Now this guy was asking me if this beat up assembly had seen some history other that a stint in a corner and an incarceration of goofed up parts in a drawer. I was embarrassed enough to shoot a one foot group at 25 yards that day.
It does have that beat up look, probably because it was beaten up. Outside of the barrel, the heaviest part of the gun was the Brown Bess Trigger Guard, which is so ill suited as to actually be part of a pleasing look. This would be nowhere near the high quality Poor Boy Rifles being made by modern craftsmen, but it sure as coffee was going to look like something made for a poor boy; Maybe a nondescript tramping around the woods during the French and Indian War who could not afford anything other than something this side of a barn gun or a piece that a gunsmith could unload some parts on. Maybe a gun that saw too much history or some such and didn’t survive to make it into the Shumway Hall of Fame. Components on it were reasonably authentic, but the whole piece was, at best, maybe on the south side of conjectural. I love the conjectural. For me the conjecture would be something between the extremes…all the documentation I ever encountered and the ability to fit right in with Henry Fonda and Claudette Colbert and Ward Bond…Nah!!

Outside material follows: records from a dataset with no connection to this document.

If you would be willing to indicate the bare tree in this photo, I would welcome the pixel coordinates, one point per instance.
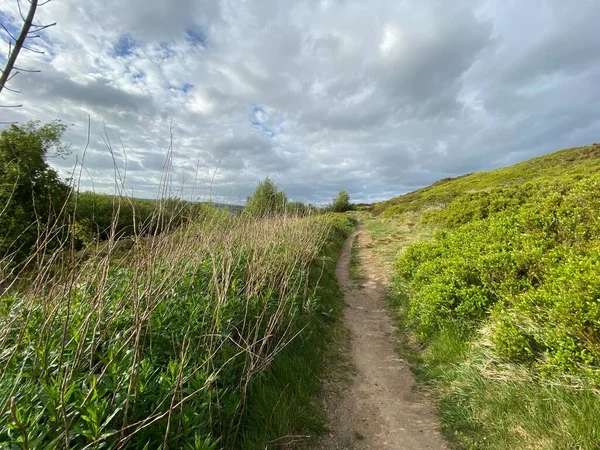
(29, 30)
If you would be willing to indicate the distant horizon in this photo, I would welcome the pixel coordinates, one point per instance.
(376, 98)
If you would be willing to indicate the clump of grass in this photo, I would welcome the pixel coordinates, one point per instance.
(499, 305)
(175, 343)
(356, 270)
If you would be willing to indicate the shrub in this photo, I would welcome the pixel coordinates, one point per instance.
(31, 192)
(525, 261)
(341, 203)
(166, 345)
(267, 200)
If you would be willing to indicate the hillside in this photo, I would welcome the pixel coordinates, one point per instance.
(497, 280)
(573, 162)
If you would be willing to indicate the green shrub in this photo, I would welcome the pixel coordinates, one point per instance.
(169, 344)
(32, 195)
(267, 200)
(526, 261)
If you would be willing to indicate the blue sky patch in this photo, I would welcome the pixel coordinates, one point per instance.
(124, 46)
(196, 36)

In its best moments this would end up an expendable piece that I could teach my grandchildren to shoot when they cleared four feet in height. I just needed to pump it up so I could be motivated to sight it in. It surprised me because it really, really tickles me. It is so ugly it is actually pretty in my mind’s eye and there is probably a kind of solitude in that belief. If nothing else, it reinforces my belief that there is a reason rifle makers made rifles and shoemakers made shoes. Nobody ever retched over my shoes, but I dunno about this gun…
Anyway, still saving my pennies to buy Shumway Books and learn more about the schools, I am willing to commit this venial sin of conjecture…the romance is just as much as the might-have-beens that did not survive time. From the first day in 1956 when I stood on the site of the colonial camp at Fort William Henry, where the massacre started, and I got spooked in the twilight, the lure of what we don’t know yet is just as great as the profit of what we do.

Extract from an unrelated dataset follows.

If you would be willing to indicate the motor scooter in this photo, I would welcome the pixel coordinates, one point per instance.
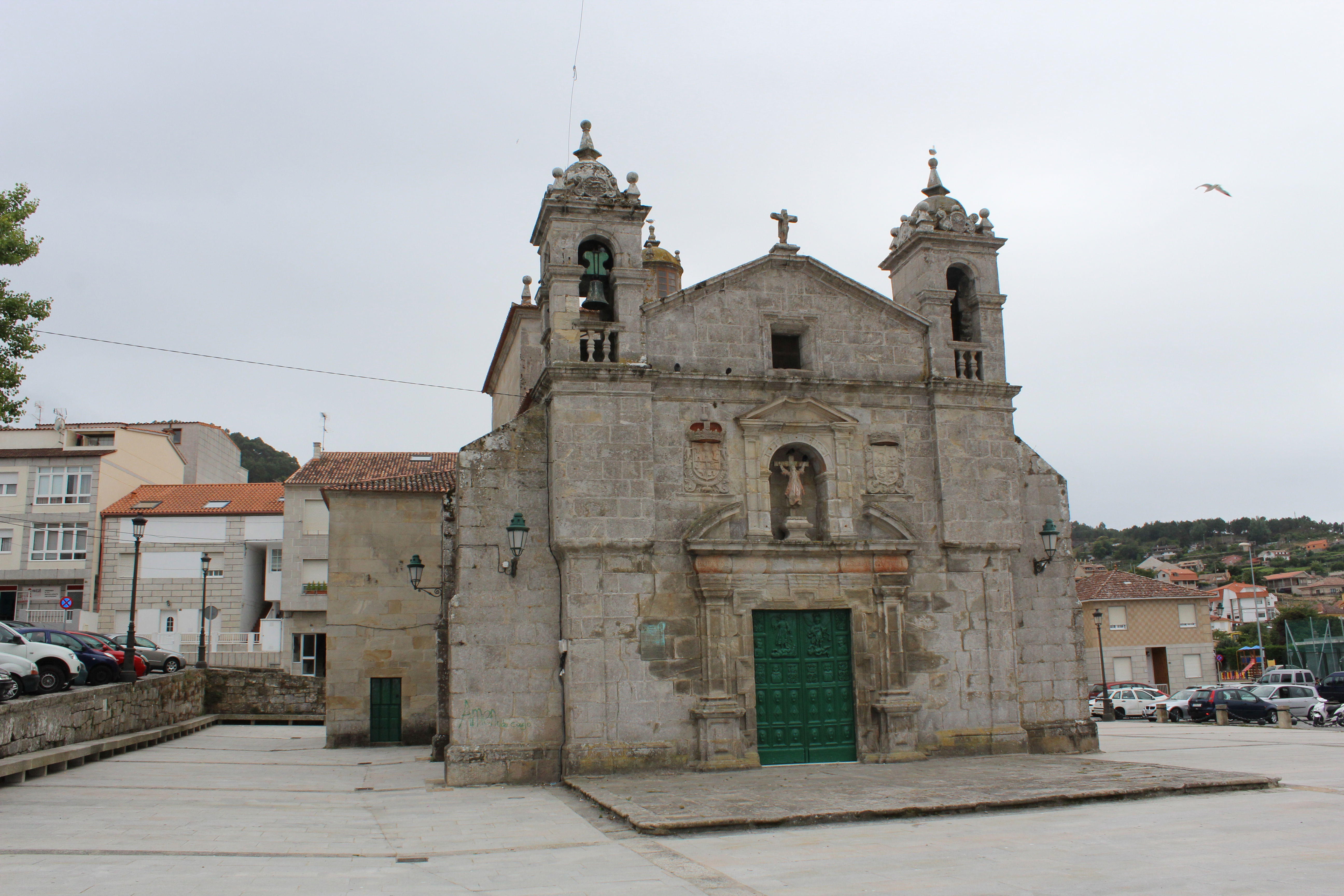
(1320, 715)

Last trip to the range and I got it to group 5” on a shoot n’ see at about thirty yards, which was a surprise in and of itself because I did not expect it to hit a bull in the fanny at five yards. Now I just have to tighten the group with load adjustment and controlling the urge to blink.
Of course, vanity was such that I had to make, rather than buy, a cartouche, but that’s a post in Accoutrements.